Le délégué, qui s'est également rendu à la plage de Tavernes pour constater par lui-même les effets provoqués par la tempête Harry, a souligné que la Démarcation côtière, du ministère de la Transition écologique, « réalise une inspection exhaustive pour mettre en œuvre des actions d'urgence similaires à celles activées après la tempête Gloria en 2023 ».

Bernabé a expliqué que les actions seront réalisées avec un apport de sable de plus de 45.000 mètres cubes « qui laissera la plage la même qu'avant la tempête ». En outre, il a rappelé qu'un projet sera bientôt réalisé pour la régénération de la plage de Brosquil et de la Goleta de Tavernes, avec un investissement de plus de 21 millions d'euros. Les actions vont être réalisées en urgence afin d'être prêtes avant la période estivale.

Concernant la Déclaration d'Impact Environnemental (DIA), il a souligné que dès qu'elle sera prête – « cela a été plus rapide que les procédures habituelles dans ces cas-là » a-t-il précisé – la procédure d'appel d'offres pour le projet commencera.

Bernabé a également souligné qu'en 2026, dans le cadre du Plan de Relance, Transformation et Résilience, le Gouvernement espagnol allouera près de 43 millions d'euros pour agir sur les plages de Canet, Almardà, Corinto, Malvarrosa, El Perelló, El Pouet, Les Palmeres, El Marenyet et l'Estany, dans lesquelles ce sera « le plus grand investissement dans la régénération côtière de l'histoire de l'Espagne ».

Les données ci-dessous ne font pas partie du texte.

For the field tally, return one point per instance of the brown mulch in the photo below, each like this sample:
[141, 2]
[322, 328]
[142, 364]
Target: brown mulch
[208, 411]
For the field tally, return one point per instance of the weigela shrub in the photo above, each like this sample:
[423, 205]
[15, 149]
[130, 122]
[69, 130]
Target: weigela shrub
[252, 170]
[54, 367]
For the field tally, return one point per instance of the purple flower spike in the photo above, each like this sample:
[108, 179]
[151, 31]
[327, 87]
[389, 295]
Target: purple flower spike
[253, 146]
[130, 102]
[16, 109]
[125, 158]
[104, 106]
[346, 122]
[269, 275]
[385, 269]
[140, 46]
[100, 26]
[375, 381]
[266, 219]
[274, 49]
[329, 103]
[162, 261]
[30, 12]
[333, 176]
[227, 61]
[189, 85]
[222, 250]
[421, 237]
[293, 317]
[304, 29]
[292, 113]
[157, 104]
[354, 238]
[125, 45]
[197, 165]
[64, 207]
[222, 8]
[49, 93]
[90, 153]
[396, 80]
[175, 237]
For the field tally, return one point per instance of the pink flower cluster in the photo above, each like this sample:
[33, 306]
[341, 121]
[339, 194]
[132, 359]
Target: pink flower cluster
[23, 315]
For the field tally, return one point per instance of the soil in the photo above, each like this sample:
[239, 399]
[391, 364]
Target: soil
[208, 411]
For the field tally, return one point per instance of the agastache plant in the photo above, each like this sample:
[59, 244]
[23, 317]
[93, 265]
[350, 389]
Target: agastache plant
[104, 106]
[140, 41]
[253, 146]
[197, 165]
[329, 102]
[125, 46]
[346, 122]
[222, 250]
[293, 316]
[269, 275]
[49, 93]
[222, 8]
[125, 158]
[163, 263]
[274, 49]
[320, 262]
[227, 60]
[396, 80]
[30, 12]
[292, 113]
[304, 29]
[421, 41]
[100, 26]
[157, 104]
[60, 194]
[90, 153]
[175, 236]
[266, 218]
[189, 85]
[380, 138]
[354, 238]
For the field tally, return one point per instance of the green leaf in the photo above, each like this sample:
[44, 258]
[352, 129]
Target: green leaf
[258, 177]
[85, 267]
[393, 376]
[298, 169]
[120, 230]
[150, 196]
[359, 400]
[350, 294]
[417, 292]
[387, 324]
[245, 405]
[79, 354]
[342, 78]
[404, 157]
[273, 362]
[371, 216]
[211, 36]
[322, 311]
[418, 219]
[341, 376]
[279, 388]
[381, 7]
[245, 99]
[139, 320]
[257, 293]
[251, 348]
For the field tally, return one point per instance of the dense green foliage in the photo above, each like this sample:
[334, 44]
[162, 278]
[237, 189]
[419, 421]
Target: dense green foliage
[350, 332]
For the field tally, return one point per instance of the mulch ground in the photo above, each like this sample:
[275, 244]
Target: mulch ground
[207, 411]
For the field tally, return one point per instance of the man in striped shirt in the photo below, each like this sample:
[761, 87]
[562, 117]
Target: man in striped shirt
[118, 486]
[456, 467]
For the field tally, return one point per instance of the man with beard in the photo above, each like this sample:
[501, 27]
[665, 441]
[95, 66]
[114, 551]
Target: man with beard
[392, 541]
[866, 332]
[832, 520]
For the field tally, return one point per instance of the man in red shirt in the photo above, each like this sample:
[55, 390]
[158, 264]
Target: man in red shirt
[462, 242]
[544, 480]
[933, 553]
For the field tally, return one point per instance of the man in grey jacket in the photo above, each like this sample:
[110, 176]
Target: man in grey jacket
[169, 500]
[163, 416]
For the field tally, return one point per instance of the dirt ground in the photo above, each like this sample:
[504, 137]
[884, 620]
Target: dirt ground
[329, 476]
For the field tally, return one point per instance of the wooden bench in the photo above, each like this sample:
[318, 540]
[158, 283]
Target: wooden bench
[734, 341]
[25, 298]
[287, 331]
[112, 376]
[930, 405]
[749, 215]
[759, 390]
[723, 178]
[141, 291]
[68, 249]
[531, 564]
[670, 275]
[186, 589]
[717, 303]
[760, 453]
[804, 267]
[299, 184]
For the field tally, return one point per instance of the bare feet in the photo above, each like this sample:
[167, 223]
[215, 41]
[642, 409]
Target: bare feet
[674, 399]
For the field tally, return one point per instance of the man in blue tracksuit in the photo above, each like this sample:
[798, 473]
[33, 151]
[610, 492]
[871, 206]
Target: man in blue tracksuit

Récifs artificiels sur les plages du sud

À Valence, le porte-parole de la municipalité, Juan Carlos Caballero, a averti qu'il y avait une régression des plages en raison de la perte de sable, c'est pourquoi il a demandé au Ministère de la Transition écologique et de la Démarcation côtière d'autoriser la Mairie à installer le projet de récif artificiel qu'elle a développé en collaboration avec l'Université Polytechnique de Valence.

« Il s'agit d'un projet que la Mairie a développé en collaboration avec les professeurs et professeurs de l'École Polytechnique de Valence, qui a le consensus des habitants et qui aurait un coût d'environ 1,7 million, mais que la Direction Générale Costas n'a pas autorisé », a déclaré Caballero, qui a rappelé que le ministère a dépensé plus de 30 millions d'euros pour la régénération des plages en amenant le sable de Cullera, « qui ont été une pièce temporaire mais pas la solution, car les tempêtes continuent d'avaler le sable ».

Ce système de récifs artificiels est une mesure corrective à la dégradation des eaux côtières et au déclin des populations de poissons. Valence a installé le premier récif artificiel d'Espagne en 2014 sur la plage de Malvarrosa et cela a bien fonctionné. « Maintenant, nous souhaitons implanter ce système sur les plages du sud de la ville », a-t-il expliqué.